KrathongKrathong, the elegant little boat set adrift on waterways during the Loi Krathong Festival (Perhaps the Loveliest of Thai festival Loi Krathong honors the water spirits through the launching of little candlelit boats), belong to the bai-sri category, the base being composed of banana leaves folded to resemble an open lotus blossom. This is then decorated with flowers, incense sticks and lighted candles and sent out as an offering to the water spirits on the sight of the full-moon in the 11th lunar month, usually in late October or early November. In recent years, Krathong have been made of colorful papers arranged around a base of Styrofoam.

Ornate “Krathong”

According to legend, Loy Krathong originated in Sukhothai, as a palace pastime in which royal ladies competed to see who could produce the most spectacular Krathong. The same sense of competition remains today, with some creations towering more than 3 feet high in a variety of fantastic shapes. Prizes are awarded to the most imaginative.
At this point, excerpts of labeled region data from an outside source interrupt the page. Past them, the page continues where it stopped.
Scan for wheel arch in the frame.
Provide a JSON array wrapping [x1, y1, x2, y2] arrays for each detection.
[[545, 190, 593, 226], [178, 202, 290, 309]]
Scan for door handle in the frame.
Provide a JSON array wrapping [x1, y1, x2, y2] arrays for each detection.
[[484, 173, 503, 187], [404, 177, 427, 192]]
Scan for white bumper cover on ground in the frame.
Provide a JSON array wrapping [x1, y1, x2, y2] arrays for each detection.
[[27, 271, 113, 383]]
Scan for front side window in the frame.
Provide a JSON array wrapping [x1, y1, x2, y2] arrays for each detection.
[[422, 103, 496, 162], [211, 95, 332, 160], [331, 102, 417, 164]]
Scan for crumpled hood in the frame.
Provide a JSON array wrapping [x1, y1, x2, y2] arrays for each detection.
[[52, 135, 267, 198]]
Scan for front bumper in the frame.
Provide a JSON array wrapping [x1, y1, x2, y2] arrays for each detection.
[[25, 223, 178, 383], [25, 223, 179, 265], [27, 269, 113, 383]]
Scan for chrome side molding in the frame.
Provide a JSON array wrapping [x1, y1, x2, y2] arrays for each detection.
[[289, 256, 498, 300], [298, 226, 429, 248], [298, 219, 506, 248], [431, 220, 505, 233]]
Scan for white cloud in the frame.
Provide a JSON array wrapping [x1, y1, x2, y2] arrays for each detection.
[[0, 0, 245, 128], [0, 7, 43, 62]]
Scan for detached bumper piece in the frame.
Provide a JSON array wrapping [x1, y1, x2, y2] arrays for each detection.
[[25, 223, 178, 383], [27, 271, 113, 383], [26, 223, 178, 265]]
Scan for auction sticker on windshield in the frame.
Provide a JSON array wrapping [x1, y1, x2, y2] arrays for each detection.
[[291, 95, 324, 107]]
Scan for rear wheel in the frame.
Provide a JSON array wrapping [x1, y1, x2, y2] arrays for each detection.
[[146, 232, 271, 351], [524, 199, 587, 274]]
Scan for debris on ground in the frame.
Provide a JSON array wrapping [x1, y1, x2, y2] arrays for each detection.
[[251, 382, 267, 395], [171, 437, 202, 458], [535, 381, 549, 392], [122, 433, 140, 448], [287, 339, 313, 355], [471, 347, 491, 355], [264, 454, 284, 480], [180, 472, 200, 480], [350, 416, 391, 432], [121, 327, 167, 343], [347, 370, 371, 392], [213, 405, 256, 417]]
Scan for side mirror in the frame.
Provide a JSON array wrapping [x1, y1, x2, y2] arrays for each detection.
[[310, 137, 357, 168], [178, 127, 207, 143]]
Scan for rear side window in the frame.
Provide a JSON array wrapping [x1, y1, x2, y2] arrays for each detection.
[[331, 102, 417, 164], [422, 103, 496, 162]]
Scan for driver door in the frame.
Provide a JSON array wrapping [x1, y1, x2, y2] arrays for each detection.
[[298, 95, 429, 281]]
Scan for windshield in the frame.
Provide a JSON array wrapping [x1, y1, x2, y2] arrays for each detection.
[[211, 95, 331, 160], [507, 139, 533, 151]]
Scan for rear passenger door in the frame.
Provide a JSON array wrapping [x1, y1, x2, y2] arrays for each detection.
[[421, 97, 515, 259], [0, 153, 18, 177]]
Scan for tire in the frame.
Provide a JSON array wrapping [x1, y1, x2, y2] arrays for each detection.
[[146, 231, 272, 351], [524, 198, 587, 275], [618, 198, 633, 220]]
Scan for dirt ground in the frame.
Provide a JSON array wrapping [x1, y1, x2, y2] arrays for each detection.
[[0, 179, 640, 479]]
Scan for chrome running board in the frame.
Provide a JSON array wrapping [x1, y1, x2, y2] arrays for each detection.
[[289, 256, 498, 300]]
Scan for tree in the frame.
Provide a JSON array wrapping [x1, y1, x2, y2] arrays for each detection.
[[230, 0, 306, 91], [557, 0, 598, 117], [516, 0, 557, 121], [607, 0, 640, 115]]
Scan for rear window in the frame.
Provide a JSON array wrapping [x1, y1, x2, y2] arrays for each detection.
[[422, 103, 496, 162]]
Bai-sri is special creations used in a number of Thai ceremonies. These are based on a structure of deftly folded banana leaves, which are then further adorned with such flowers as jasmine and sometimes food. Bai-sri cham, for instance, has a central banana-leaf cone filled with cooked rice topped by a hard-boiled egg; surrounding it are other cones decorated with various flowers. This is often given as a token of respect by a student to a teacher or student to a tech or presented as a good-luck offering to infants.

“Jad Paan”

Jad Pana, or bowl arrangements, are also called “poom”, because of the traditional rounded pyramidal shape, which resembles a budding lotus. The core, 4 to 8 inches high, is made of moistened earth, sawdust, of Styrofoam. The entire core is tightly embedded with flowers which resemble multi-colored pieces of porcelain. Bowl arrangements are often used in wedding ceremonies, when they are placed beneath the hands of the bride and groom, to receive holy water poured by the guests.